Сегодня Гёте известен своими литературными произведениями, но он был также страстным ученым, увлекавшимся историей Земли наряду с ботаникой. У него была коллекция камней, в которой в конце концов насчитывалось 18 000 экземпляров
{154}. Пока Европа скатывалась к войне, он спокойно занимался сравнительной анатомией и оптикой. В год первого приезда Гумбольдта он заложил Ботанический сад при Университете Йены. Он написал эссе «Метаморфоз растений» (Metamorphosis of Plants), в котором доказывал, что существовала архетипичная, или первоначальная, форма, давшая начало сегодняшним растениям
{155}. Идея состояла в том, что каждое растение было вариацией такой древней формы. За многообразием было единство. Согласно Гёте, лист был этой древней формой, от которой базовое строение получили все остальные – лепестки, чашечки и прочее. «Усложненное или упрощенное, растение всегда – не что иное, как лист», – говорил он
{156}.
Это были захватывающие идеи, но у Гёте не было собеседника из мира науки для доработки теорий. Все это переменилось, когда он встретил Гумбольдта. Казалось, Гумбольдт разжег искру, которой так долго недоставало
{157}. Гёте доставал давние блокноты, книги, рисунки. Бумаги разрастались горами на столе, пока они обсуждали ботанические и зоологические теории. Они делали пометки и зарисовки, читали. Гёте интересовался не классификацией, а, как он пояснял, силами, которые формируют животных и растения. Он различал внутреннюю силу – древнюю форму, – от которой в целом зависела форма живого организма, и окружение – внешнюю силу, формировавшую сам организм
{158}. У тюленя, например, туловище приспособлено к его среде обитания (внешняя сила), объяснял Гёте, но в то же время его скелет соответствует общему плану строения (внутренней силе) наземных млекопитающих. Подобно французскому натуралисту Жану Батисту Ламарку и позднее Чарльзу Дарвину, Гёте понимал, что животные и растения приспособлены к своей среде обитания. Древняя форма, писал он, может быть найдена у всех живущих организмов на разных стадиях развития, даже от животных до людей.

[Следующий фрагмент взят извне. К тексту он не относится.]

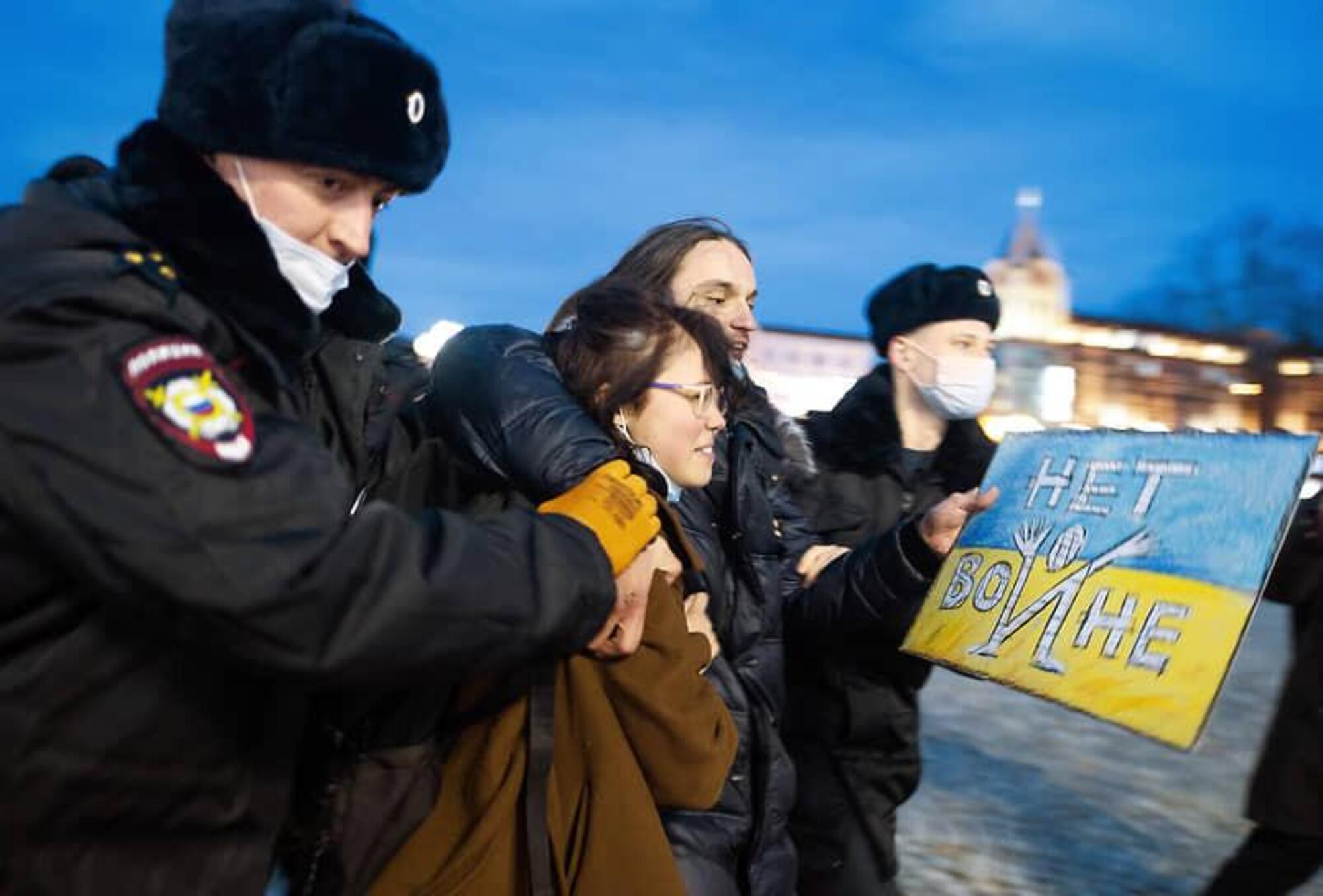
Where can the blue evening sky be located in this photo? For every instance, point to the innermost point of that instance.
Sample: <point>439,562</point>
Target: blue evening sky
<point>843,140</point>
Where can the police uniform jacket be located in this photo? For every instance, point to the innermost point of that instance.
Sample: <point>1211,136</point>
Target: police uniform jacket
<point>857,729</point>
<point>189,537</point>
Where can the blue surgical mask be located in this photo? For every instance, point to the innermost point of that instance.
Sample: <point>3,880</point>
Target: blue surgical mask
<point>314,275</point>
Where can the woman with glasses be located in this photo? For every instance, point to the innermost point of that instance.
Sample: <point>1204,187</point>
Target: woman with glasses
<point>771,585</point>
<point>621,738</point>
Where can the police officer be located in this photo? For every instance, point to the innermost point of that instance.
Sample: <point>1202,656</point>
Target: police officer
<point>903,438</point>
<point>190,541</point>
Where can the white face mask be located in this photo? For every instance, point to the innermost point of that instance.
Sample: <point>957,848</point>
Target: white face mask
<point>961,386</point>
<point>314,275</point>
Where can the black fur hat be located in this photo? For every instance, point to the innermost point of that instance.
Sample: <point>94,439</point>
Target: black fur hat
<point>927,294</point>
<point>304,81</point>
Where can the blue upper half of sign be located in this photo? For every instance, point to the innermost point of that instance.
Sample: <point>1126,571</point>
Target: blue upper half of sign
<point>1213,505</point>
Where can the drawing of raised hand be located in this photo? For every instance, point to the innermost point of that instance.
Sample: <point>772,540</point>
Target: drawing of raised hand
<point>1030,537</point>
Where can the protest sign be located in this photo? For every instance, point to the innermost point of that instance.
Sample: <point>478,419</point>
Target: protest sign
<point>1119,571</point>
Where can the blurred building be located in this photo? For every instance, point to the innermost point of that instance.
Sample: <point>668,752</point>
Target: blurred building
<point>1060,369</point>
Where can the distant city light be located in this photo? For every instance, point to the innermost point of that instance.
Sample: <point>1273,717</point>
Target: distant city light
<point>1056,393</point>
<point>998,426</point>
<point>1029,197</point>
<point>429,343</point>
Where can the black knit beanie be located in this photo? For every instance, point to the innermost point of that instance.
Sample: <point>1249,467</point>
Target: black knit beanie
<point>927,294</point>
<point>309,81</point>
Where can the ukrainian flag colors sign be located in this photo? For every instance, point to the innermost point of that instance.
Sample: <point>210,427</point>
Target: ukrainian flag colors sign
<point>1117,573</point>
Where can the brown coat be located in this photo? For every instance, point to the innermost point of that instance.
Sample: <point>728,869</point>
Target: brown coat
<point>629,737</point>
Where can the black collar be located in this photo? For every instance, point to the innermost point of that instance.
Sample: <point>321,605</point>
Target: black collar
<point>862,435</point>
<point>173,197</point>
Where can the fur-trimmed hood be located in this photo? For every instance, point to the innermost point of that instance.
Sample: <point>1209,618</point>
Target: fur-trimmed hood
<point>780,434</point>
<point>862,435</point>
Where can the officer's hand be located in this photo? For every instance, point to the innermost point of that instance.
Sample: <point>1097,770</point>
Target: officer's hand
<point>817,559</point>
<point>624,630</point>
<point>941,525</point>
<point>616,505</point>
<point>698,622</point>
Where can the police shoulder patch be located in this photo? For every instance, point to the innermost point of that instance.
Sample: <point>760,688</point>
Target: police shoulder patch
<point>187,397</point>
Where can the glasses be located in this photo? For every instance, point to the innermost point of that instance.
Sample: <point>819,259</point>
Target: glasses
<point>703,397</point>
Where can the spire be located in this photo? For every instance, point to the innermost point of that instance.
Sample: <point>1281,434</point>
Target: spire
<point>1026,241</point>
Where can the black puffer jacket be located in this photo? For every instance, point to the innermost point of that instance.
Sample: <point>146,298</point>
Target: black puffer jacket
<point>182,446</point>
<point>502,397</point>
<point>1287,794</point>
<point>855,733</point>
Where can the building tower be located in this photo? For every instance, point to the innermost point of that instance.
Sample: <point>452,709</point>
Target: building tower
<point>1033,286</point>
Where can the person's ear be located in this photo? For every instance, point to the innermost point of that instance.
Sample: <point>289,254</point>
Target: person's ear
<point>899,352</point>
<point>622,426</point>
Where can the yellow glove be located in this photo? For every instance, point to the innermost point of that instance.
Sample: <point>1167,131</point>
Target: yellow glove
<point>617,507</point>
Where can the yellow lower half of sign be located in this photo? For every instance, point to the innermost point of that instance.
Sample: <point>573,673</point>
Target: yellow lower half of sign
<point>1146,651</point>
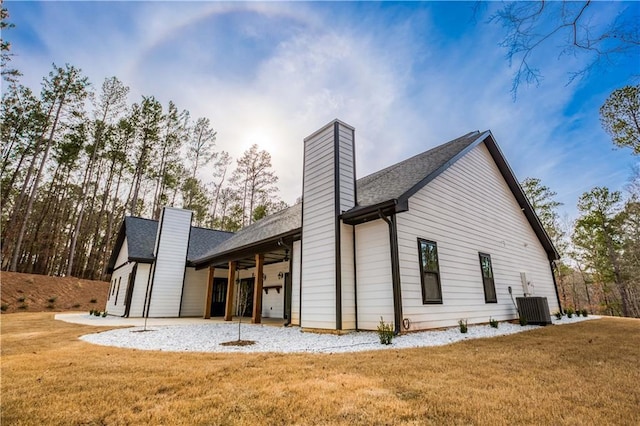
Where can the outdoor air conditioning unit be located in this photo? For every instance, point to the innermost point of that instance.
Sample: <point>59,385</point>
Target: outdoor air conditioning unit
<point>534,309</point>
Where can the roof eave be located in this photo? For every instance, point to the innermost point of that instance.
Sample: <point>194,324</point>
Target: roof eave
<point>363,214</point>
<point>523,202</point>
<point>243,251</point>
<point>404,198</point>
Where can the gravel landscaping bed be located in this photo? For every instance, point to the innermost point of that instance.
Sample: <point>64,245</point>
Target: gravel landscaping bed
<point>209,338</point>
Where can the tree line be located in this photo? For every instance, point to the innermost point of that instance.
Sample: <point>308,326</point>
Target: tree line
<point>76,159</point>
<point>600,266</point>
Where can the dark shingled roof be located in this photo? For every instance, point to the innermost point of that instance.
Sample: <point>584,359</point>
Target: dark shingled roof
<point>141,239</point>
<point>202,240</point>
<point>387,188</point>
<point>396,180</point>
<point>272,226</point>
<point>387,184</point>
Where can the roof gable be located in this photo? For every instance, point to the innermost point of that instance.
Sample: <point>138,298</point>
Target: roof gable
<point>389,190</point>
<point>407,176</point>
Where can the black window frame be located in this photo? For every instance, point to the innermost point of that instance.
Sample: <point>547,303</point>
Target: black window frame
<point>485,279</point>
<point>118,290</point>
<point>436,273</point>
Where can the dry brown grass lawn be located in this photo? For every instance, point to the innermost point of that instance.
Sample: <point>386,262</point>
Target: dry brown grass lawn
<point>586,373</point>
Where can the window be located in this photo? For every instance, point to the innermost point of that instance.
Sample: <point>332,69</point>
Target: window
<point>487,279</point>
<point>429,272</point>
<point>117,291</point>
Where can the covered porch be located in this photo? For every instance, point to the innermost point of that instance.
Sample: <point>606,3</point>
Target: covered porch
<point>258,283</point>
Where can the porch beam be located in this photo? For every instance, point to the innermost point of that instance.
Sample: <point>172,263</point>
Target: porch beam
<point>207,305</point>
<point>228,309</point>
<point>256,318</point>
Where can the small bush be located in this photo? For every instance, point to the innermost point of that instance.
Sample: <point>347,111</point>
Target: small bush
<point>385,332</point>
<point>493,323</point>
<point>463,326</point>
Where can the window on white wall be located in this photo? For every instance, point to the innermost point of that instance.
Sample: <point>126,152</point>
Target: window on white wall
<point>429,271</point>
<point>487,279</point>
<point>117,291</point>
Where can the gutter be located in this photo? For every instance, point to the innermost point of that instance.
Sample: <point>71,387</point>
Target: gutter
<point>395,271</point>
<point>288,247</point>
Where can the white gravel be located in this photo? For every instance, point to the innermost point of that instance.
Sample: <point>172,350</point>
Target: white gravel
<point>208,337</point>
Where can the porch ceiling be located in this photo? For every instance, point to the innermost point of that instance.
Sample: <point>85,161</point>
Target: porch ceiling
<point>275,256</point>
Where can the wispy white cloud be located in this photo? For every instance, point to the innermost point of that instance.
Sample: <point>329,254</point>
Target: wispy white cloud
<point>272,73</point>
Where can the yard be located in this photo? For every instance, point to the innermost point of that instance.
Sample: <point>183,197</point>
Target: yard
<point>584,373</point>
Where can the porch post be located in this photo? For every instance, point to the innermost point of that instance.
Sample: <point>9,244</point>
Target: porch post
<point>256,318</point>
<point>228,310</point>
<point>207,305</point>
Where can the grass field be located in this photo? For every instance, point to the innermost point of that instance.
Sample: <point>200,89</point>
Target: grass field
<point>584,373</point>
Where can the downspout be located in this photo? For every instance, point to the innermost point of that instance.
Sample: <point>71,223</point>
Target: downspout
<point>355,276</point>
<point>553,266</point>
<point>287,247</point>
<point>395,271</point>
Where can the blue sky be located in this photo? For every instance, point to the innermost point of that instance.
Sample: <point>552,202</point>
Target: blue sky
<point>407,76</point>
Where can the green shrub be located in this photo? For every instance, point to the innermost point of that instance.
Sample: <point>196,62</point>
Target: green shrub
<point>385,332</point>
<point>463,326</point>
<point>493,323</point>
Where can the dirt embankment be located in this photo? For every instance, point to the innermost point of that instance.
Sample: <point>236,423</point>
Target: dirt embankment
<point>37,293</point>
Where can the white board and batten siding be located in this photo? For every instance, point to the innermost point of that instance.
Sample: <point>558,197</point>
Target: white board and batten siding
<point>295,282</point>
<point>139,290</point>
<point>347,277</point>
<point>318,282</point>
<point>373,272</point>
<point>467,210</point>
<point>169,268</point>
<point>120,276</point>
<point>118,290</point>
<point>194,293</point>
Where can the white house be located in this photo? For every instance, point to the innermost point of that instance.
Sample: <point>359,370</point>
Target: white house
<point>445,235</point>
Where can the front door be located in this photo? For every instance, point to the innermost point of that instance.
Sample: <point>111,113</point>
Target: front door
<point>219,297</point>
<point>245,297</point>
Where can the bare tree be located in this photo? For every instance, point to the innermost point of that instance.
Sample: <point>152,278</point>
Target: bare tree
<point>572,28</point>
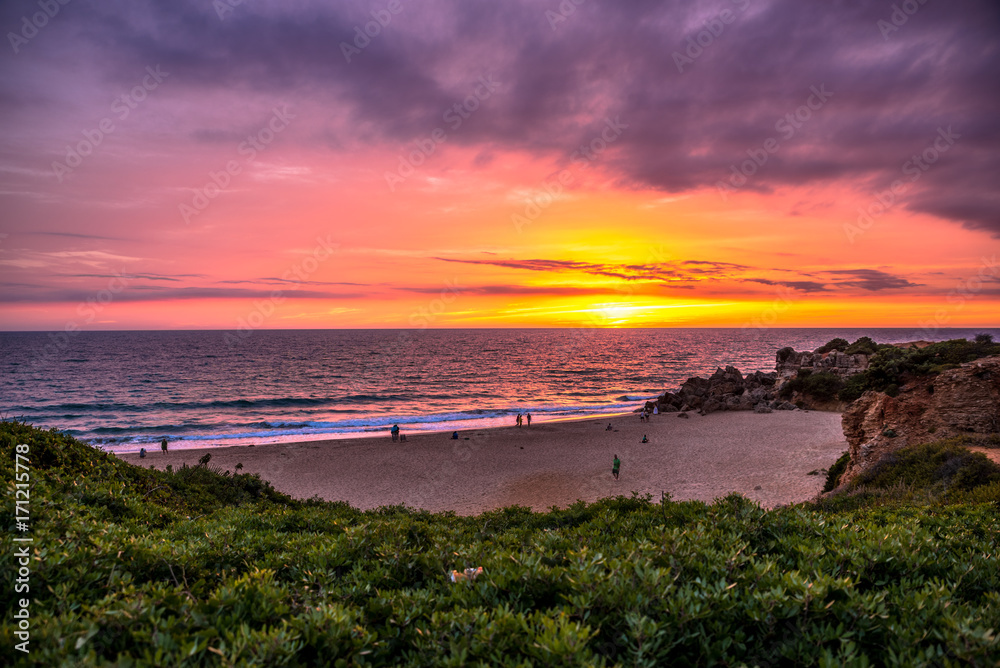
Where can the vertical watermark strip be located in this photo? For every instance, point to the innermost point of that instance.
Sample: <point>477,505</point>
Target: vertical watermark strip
<point>22,551</point>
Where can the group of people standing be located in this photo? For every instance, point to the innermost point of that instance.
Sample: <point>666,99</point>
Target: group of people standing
<point>163,446</point>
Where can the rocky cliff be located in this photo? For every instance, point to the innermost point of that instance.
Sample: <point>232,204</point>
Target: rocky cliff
<point>790,363</point>
<point>728,389</point>
<point>964,400</point>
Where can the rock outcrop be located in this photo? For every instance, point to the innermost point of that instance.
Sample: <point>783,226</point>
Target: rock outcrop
<point>729,390</point>
<point>964,400</point>
<point>790,363</point>
<point>726,389</point>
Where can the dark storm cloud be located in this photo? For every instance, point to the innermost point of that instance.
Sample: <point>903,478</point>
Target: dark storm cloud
<point>887,92</point>
<point>686,273</point>
<point>804,286</point>
<point>871,279</point>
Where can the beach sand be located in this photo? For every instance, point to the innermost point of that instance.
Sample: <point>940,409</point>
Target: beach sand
<point>766,457</point>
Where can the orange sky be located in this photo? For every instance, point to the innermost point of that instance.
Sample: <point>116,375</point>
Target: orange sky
<point>310,232</point>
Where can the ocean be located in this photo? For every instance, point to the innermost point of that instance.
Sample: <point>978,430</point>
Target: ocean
<point>124,390</point>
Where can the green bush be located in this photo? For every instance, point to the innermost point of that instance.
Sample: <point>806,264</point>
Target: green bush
<point>265,580</point>
<point>889,367</point>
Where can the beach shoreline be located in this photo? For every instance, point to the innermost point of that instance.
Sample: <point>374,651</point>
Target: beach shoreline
<point>765,457</point>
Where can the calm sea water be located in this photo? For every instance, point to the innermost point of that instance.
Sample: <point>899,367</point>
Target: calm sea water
<point>123,390</point>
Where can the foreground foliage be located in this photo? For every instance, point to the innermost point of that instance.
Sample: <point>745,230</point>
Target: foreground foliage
<point>135,567</point>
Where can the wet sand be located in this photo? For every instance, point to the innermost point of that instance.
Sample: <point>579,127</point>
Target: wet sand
<point>766,457</point>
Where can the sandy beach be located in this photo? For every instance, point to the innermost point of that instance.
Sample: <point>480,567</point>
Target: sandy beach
<point>766,457</point>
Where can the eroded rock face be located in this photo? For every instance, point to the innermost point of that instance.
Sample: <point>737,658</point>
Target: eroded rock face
<point>726,389</point>
<point>789,362</point>
<point>965,400</point>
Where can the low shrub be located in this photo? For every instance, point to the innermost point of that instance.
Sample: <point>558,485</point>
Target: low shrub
<point>260,579</point>
<point>836,471</point>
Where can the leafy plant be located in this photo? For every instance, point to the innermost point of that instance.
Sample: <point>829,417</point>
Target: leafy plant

Слушая Гёте, воодушевленно, взахлеб излагавшего свои научные идеи, Гумбольдт советовал опубликовать его теории сравнительной анатомии
{159}. Гёте принялся работать с бешеной скоростью: ранние утренние часы он теперь посвящал диктовке помощнику прямо в спальне
{160}. Еще не встав, подперев спину подушками и завернувшись в одеяла, чтобы не мерзнуть, Гёте работал напряженнее, чем годами до этого. Времени у него было немного, так как в 10 утра приезжал Гумбольдт и их дискуссии продолжались.